Stop words (e.g., the, is, was, etc.) were removed from annotated entity mentions, and abbreviations were expanded into their full forms with the aid of MetaMap.

Following the pre-processing stages, the following steps were undertaken for each phenotype entity mention, as summarised in Fig 1.

Fig 1

PhenoNorm normalisation workflow.

Semantic-level variants of the mention were generated, with the aid of the WordNet lexical database of English [83]. In this large resource, words are organised into sets of synonyms, called synsets, which are linked together into a semantic network, using different types of relations. For example, the words elevated and raised occur in the same synset, which is linked to the synset that contains the word increased, via the similar to relation. Potential semantic variants of each entity mention were obtained by using WordNet to find synonyms and closely related words for each adjective or noun appearing in the original mention. All possible combinations of semantic variants were then generated, resulting in a set of phrases (including the original entity mention), each consisting of n tokens (token(1),token(2)……token(n)).

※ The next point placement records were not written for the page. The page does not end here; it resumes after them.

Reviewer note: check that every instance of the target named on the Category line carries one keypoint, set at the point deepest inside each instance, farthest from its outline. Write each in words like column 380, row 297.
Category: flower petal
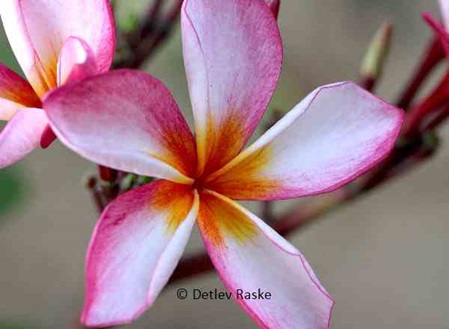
column 126, row 120
column 233, row 56
column 21, row 135
column 76, row 61
column 333, row 136
column 37, row 30
column 250, row 256
column 15, row 93
column 134, row 250
column 274, row 6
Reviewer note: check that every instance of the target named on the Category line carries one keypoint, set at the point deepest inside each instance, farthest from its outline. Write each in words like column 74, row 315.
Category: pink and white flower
column 55, row 42
column 129, row 121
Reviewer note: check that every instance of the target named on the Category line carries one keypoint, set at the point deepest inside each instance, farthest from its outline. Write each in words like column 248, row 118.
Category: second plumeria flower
column 55, row 42
column 129, row 121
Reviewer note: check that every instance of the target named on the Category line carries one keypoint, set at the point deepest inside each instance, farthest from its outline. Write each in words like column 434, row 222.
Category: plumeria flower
column 129, row 121
column 275, row 6
column 55, row 42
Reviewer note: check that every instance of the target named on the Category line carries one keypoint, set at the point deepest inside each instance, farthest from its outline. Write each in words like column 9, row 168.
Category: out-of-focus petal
column 21, row 135
column 334, row 135
column 15, row 93
column 76, row 61
column 125, row 120
column 275, row 5
column 37, row 30
column 233, row 55
column 250, row 257
column 134, row 250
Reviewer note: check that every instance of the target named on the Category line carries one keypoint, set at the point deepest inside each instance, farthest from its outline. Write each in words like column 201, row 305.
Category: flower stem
column 433, row 55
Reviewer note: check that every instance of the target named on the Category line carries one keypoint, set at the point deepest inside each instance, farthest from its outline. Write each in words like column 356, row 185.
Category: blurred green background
column 385, row 258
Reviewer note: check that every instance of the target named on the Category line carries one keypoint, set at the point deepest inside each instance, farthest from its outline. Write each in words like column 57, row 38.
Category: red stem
column 434, row 55
column 415, row 117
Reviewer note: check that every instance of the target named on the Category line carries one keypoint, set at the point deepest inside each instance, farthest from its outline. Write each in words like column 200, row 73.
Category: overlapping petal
column 76, row 61
column 37, row 30
column 125, row 120
column 334, row 135
column 15, row 93
column 249, row 256
column 134, row 250
column 233, row 55
column 21, row 135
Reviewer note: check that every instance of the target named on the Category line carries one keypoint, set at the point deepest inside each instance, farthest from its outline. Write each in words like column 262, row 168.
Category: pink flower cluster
column 129, row 121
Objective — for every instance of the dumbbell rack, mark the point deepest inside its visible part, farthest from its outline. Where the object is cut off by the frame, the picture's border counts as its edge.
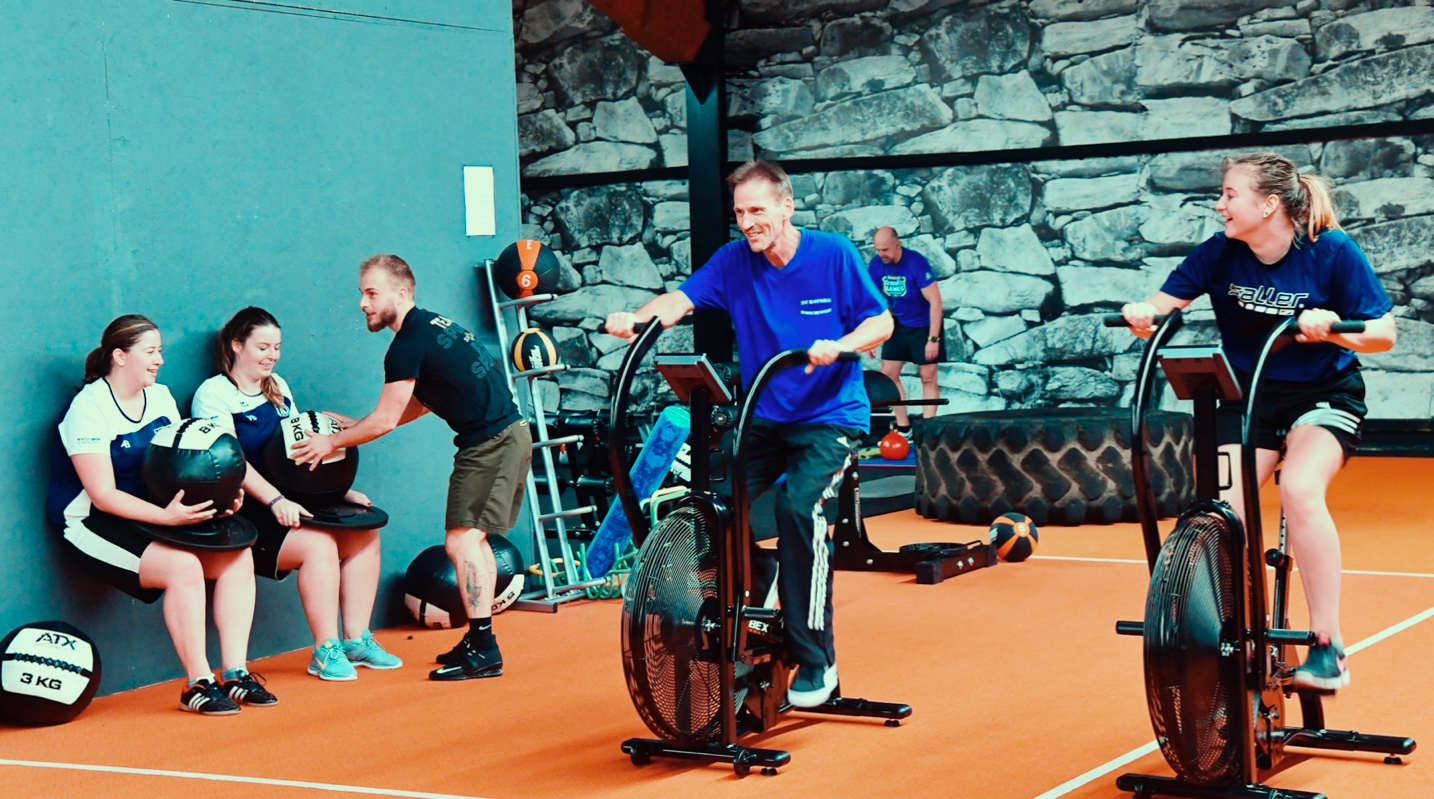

For each token(i) in each mention/variant, the inverted index is consulted, and all UMLS concept synonyms in the filtered list that contain the token are retrieved.

Candidate UMLS concept synonyms with the most similar sets of tokens to the phenotype mention/variant are found by computing the intersection between the sets of hits retrieved for each token (i). This set of candidates is then reduced by considering only those whose tokens match most closely to those in the mention/variant. If any of the candidate UMLS synonyms matches exactly with the phenotype mention/variant, then the algorithm terminates. Otherwise, the closest non-exact matches are sought. Firstly, it is determined whether any of the candidate UMLS synonyms shares all words with the mention/variant (but possibly in a different order). If such candidates exist, then the algorithm moves on to step 4. If no such candidates exist, then the constraint is relaxed, such that candidates with only (n-1) matching words will be considered, and so on. Note that this step will potentially retain UMLS synonyms with words that do not match words in the entity mention. This can help to increase the likelihood of a correct mapping when neither a mention nor its generated semantic variants correspond exactly to a concept synonym. For example, given the mention heightened blood pressure, the concept synonym high blood pressure, corresponding to the correct qualified concept, will be retained as a potential candidate.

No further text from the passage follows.